Another bit from my journal: “My second night sailing was also wonderful. A dark cloud with flashes of lightning in its upper reaches slowly came my way, making me wonder at what point standing in a metal boat, with a metal mast jutting high into the sky, and holding onto a metal wheel becomes dangerous. When the cloud finally crossed over top of me, the lightning seemed to have mostly dissipated but it obscured the stars I had been navigating by. So I tried something Graeme had told me, to “sail for the wind, not the course”, and just paid attention to the wind in the sails and the small adjustments in direction I needed to make to keep them happy and full and pulling us swiftly along. I got the boat going fast!! It was really fun."

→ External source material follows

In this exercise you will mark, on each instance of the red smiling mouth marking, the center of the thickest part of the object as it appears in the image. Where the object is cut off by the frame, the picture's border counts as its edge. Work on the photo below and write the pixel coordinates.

A final bit from my journal: “Passage making is very different from cruising. There have been times when I have hated this, when I’ve been completely exhausted, feeling pretty ill, and suddenly I have to kick into high gear to do something important, like take a sail down. One early morning, after having been up most of the night, I was a few feet up the mast, trying to tie the end of the sail down but being rocked so hard by waves that I was really just bearhugging the mast so I didn’t go flying, and I thought ‘if this was a job, I’d quit right now’. But it’s not a job, it’s an adventure. And, in the same way that I sometimes hate mountaineering, when I question what I choose to do for fun and why I willingly subject myself to misery and fatigue, and promise myself that if I ever put my feet on solid, warm, dry ground again, I will stop doing this, but I don’t stop because then I have some spectacular experience of nature’s beauty or my own sense of accomplishment and I realize I am exactly where I want to be. That’s sailing so far for me”.